Although the new 5G connectivity standard has yet to take final shape, the technology is promising. Besides supporting connections – 10 Gbps, versus 10 Mbps for 4G – the network's speed and responsiveness will set the stage for the emergence of the Internet of Things (IOT), self-driving cars, augmented reality, telemedicine and many other applications still to come.
"AI will prove data is the 'world's greatest natural resource,' enabling revolutions from smart cities to health care, transportation to robotics," said IBM Chairman, President and CEO Ginni Rometty in her keynote. It's hard to picture any field doing without AI in the future. From ordinary chatbots to medical diagnosis, self-driving cars and the management of financial flows, this technology born in the 1950s is growing exponentially.
It is already a concrete goal at Total, whose Chief Digital Officer Gilles Cochevelou hopes to "succeed in our big artificial intelligence project in partnership with Google to unlock the value of geosciences data. It's a serious challenge!" Their agreement calls for developing AI programs that can interpret subsurface images (computer vision), especially seismic ones, and automate technical document analysis (natural language processing). Doing so would produce higher-quality oil and gas field exploration and evaluation results for Total engineers.
At CES, Total also presented four AI-specialist start-ups it partners with: DCbrain, eSoftThings, Fieldbox.ai and Uavia (see here + video). "Working with them via open innovation is one way to drive our digital transformation," stresses Michael Offredi, Total's Digital Ecosystem & Innovation Officer. "All offer solutions based on today's new artificial intelligence technologies." FieldBox.ai offers a data analytics platform that helps industry boost productivity and predict failures. DCbrain is the Waze of energy networks, displaying gas and power flows in real time and optimizing them. eSoftThings, specialized in miniaturized wireless communication systems, has developed a smart energy metering platform for homes. And Uavia provides connected, autonomous drones for real-time, remote aerial inspection of production facilities. They are win-win partnerships with businesses that are a good fit and offer both a fresh eye and agility to a high-tech company that provides a fantastic testing ground for experimentation and innovation. "The whole idea is to help our businesses adapt to the specific work style and approach of start-ups," says Michael Offredi.

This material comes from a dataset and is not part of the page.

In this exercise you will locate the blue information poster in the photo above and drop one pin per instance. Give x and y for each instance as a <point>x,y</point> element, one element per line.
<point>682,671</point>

Proof, if any is needed, that Total has taken digital on board and invested in the digital transition of its operations. Both financially – "R&D and operational projects combined come to around $400 million a year" says the CDO – and by finding more and more opportunities to work with innovative start-ups.
"The digital transition is a fundamental shift that affects all organizations and, at Total, all our business segments, from upstream oil through marketing and our internal work processes. Today lots of businesses and professions have embraced digital transformation, boosting operational performance, cutting costs, enhancing industrial safety and creating new businesses," says Gilles Cochevelou. His CEO seconds the notion, convinced that "digital is a major driver of Total's performance!"